Water

EU Floods Directive

The European Directive on the Assessment and Management of Flood Risks (2007/60/EC of 23 October 2007)  (the Floods Directive) is designed to help Member States prevent and limit floods and their damaging effects on human health, the environment, infrastructure and property.  The Floods Directive came into force on 26 November, 2007 and Member States have 2 years in which to transpose the Directive into domestic law.

Latest News

The Floods Directive was published in the Official Journal on 6 November.
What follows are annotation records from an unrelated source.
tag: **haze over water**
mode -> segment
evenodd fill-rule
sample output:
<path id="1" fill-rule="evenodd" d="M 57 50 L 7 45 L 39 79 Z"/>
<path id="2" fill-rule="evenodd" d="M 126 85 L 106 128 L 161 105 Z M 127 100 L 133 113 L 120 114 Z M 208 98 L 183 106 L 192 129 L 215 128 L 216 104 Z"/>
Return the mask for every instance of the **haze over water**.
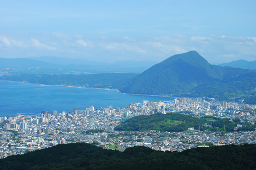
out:
<path id="1" fill-rule="evenodd" d="M 130 103 L 169 101 L 173 98 L 124 94 L 114 91 L 37 84 L 0 81 L 0 115 L 17 113 L 38 114 L 42 110 L 72 112 L 74 107 L 84 110 L 91 106 L 95 108 L 126 107 Z"/>

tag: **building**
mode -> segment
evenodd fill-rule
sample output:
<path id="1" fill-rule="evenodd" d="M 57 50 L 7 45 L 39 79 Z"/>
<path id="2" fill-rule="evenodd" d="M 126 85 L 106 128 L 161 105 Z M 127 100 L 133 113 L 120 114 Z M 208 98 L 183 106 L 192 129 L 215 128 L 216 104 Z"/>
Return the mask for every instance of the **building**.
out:
<path id="1" fill-rule="evenodd" d="M 41 114 L 43 114 L 45 115 L 47 115 L 47 111 L 45 111 L 44 110 L 42 110 L 42 111 L 41 111 Z"/>
<path id="2" fill-rule="evenodd" d="M 19 128 L 22 129 L 26 129 L 27 128 L 27 123 L 21 122 L 19 124 Z"/>
<path id="3" fill-rule="evenodd" d="M 91 106 L 90 107 L 89 107 L 89 109 L 91 111 L 94 111 L 94 107 L 93 106 Z"/>
<path id="4" fill-rule="evenodd" d="M 52 111 L 52 115 L 57 115 L 58 114 L 58 112 L 57 111 Z"/>
<path id="5" fill-rule="evenodd" d="M 228 106 L 228 102 L 220 102 L 220 106 L 222 107 L 227 107 Z"/>
<path id="6" fill-rule="evenodd" d="M 85 115 L 86 116 L 89 116 L 89 111 L 86 111 L 84 112 L 84 113 L 85 113 Z"/>
<path id="7" fill-rule="evenodd" d="M 45 118 L 44 117 L 40 117 L 39 118 L 38 123 L 45 123 Z"/>
<path id="8" fill-rule="evenodd" d="M 4 127 L 7 129 L 11 128 L 11 124 L 10 123 L 5 123 Z"/>
<path id="9" fill-rule="evenodd" d="M 11 128 L 18 128 L 18 124 L 11 123 Z"/>

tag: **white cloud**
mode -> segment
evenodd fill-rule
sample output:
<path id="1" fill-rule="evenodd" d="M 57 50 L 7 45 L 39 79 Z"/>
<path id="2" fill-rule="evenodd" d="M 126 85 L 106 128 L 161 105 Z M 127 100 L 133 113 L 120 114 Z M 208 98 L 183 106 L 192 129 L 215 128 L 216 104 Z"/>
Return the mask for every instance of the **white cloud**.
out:
<path id="1" fill-rule="evenodd" d="M 38 47 L 40 48 L 46 48 L 48 49 L 51 49 L 51 50 L 55 50 L 57 48 L 53 47 L 50 47 L 49 46 L 47 46 L 45 44 L 42 44 L 39 41 L 38 41 L 36 39 L 32 38 L 31 38 L 31 41 L 32 42 L 32 45 L 35 47 Z"/>
<path id="2" fill-rule="evenodd" d="M 80 45 L 86 47 L 87 46 L 87 43 L 82 39 L 78 39 L 76 41 Z"/>
<path id="3" fill-rule="evenodd" d="M 201 41 L 203 40 L 206 40 L 206 39 L 211 39 L 211 38 L 208 38 L 208 37 L 190 37 L 190 39 L 192 41 Z"/>
<path id="4" fill-rule="evenodd" d="M 11 44 L 10 41 L 9 39 L 8 39 L 7 38 L 3 37 L 3 36 L 0 36 L 0 41 L 3 42 L 4 44 L 7 45 L 8 46 L 11 46 L 12 44 Z"/>
<path id="5" fill-rule="evenodd" d="M 57 38 L 66 38 L 67 37 L 66 35 L 58 33 L 58 32 L 53 32 L 52 34 L 53 36 L 56 37 Z"/>

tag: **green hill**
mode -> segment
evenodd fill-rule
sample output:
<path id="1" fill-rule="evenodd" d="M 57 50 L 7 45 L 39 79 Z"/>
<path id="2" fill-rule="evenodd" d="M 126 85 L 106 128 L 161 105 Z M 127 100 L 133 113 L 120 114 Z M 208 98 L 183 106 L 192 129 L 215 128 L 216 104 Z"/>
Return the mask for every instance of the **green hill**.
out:
<path id="1" fill-rule="evenodd" d="M 182 132 L 194 127 L 198 129 L 200 124 L 200 130 L 216 132 L 224 131 L 227 133 L 234 132 L 234 128 L 240 123 L 240 120 L 235 119 L 232 122 L 229 119 L 219 119 L 213 117 L 206 116 L 205 119 L 200 119 L 189 115 L 179 113 L 168 113 L 166 114 L 156 113 L 149 116 L 140 115 L 131 118 L 115 128 L 115 131 L 141 131 L 157 130 L 163 132 Z M 208 121 L 207 118 L 214 119 L 214 122 Z M 211 126 L 203 126 L 207 123 Z M 254 131 L 254 125 L 249 123 L 239 128 L 238 131 Z"/>
<path id="2" fill-rule="evenodd" d="M 256 96 L 256 71 L 210 64 L 195 51 L 174 55 L 132 78 L 126 93 L 207 97 Z M 256 103 L 254 103 L 256 104 Z"/>
<path id="3" fill-rule="evenodd" d="M 196 148 L 181 152 L 156 151 L 144 147 L 124 152 L 87 143 L 59 144 L 0 159 L 11 169 L 255 169 L 256 145 Z"/>

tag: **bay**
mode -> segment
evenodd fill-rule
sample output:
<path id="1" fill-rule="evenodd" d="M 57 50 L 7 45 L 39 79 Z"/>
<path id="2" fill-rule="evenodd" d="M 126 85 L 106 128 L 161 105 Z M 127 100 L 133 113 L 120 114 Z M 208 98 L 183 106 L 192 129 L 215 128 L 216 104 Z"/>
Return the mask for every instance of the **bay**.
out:
<path id="1" fill-rule="evenodd" d="M 73 108 L 85 110 L 91 106 L 96 109 L 127 106 L 130 103 L 173 100 L 159 96 L 125 94 L 115 91 L 0 81 L 0 115 L 17 113 L 38 114 L 46 111 L 72 112 Z"/>

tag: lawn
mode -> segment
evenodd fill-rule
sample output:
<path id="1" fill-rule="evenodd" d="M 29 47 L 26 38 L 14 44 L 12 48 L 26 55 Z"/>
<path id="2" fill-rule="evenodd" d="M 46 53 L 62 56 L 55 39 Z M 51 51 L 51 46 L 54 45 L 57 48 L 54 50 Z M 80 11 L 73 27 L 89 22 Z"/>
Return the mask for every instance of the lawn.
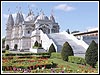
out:
<path id="1" fill-rule="evenodd" d="M 9 54 L 9 53 L 6 53 Z M 11 54 L 14 55 L 14 54 Z M 37 57 L 38 56 L 38 57 Z M 40 57 L 39 57 L 40 56 Z M 96 68 L 63 61 L 60 56 L 42 57 L 44 54 L 18 54 L 2 57 L 4 73 L 98 73 Z"/>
Defra is co-ordinating the transposition of the Directive into UK law and is ultimately responsible for its timely and compliant implementation.  A UK Floods Directive liaison group has been set up to monitor progress against the project timetable which, for England, is set out below.


Project timetable

 

Project initiation

August 2007

Determine approach, consider existing provisions and data

 

Develop options for capturing new requirements

 

Approve consultation package (draft regulations, consultation document and impact assessment)

February 2009

Consultation (12 weeks)

February 2009

Review outcome, draft revised instructions to lawyers

May 2009

Legal process drafting checks (2 months)

July 2009

Lay in Parliament

 

Brought into force

September 2009

In parallel, a Technical Working Group is considering detailed issues arising from the Floods Directive to determine how its requirements might change existing mapping and management of flood risk.

The transposition will be subject to a full public consultation, which is expected to take place during early 2009.

In essence the Floods Directive requires member states to prepare the following assessments for the European Commission:

  • preliminary flood risk assessments to identify areas that are at potentially significant flood risk, by 20 December 2011;
  • flood hazard maps (showing the likelihood and flow of the potential flooding) and flood risk maps (showing the impact), by 20 December 2013;
  • flood risk management plans (showing measures to decrease the likelihood or impact of flooding), by 22 December 2015; and
  • updates every 6 years thereafter that take into account the impact of climate change.

The assessment process must be aligned with the environmental objectives of the Water Framework Directive and carried out in consultation with stakeholders.

 

Background

Following devastating floods in several parts of Europe in recent years, EU environment ministers agreed in October 2004 that there was a need for greater European co-ordination on flood risk management. The European Commission produced a Floods Action Programme which included the proposal for an EU Directive on the Assessment and Management of Floods.

Following a public consultation, to which the Government submitted a response, the European Commission published a draft Directive on the assessment and management of floods on 20 January 2006. The results of the consultation, full text of the proposal, the draft Directive, European Commission's Explanatory Memorandum and Impact Assessment are available on the European Commission’s website.

The Government submitted a UK Explanatory Memorandum to Parliament in February 2006 which provided an initial assessment of the implications of the proposed Directive for the UK. A partial Regulatory Impact Assessment based on the draft Directive was prepared and submitted under a Supplementary Explanatory Memorandum in June 2006.

Following negotiations on the first reading, EU Environment Ministers reached a unanimous political agreement on the text of the Directive at the meeting of the Environment Council on 27 June 2006. Following legal and linguistic checks, this was formally agreed as the Council’s Common Position on 18 October 2006.

Under the co-decision procedure (used for most environment legislation), the European Parliament has an equal say in the final text. The second reading in the European Parliament began in January 2007. The lead committee in the European Parliament on this Directive is the Committee on Environment, Public Health and Food Safety. Following discussion, it adopted 42 amendments to the Common Position at its meeting on 27 February 2007.

At the second reading, on 25 April 2007, the final package of 27 compromise amendments was approved by the European Parliament.

On 18 September 2007 the Council finally adopted the Floods Directive.  It was published in the Official Journal on 6 November and came into force on 26 November, 2007.

From that date, we have two years in which to transpose the Floods Directive – that is, bring it into legal effect in the UK.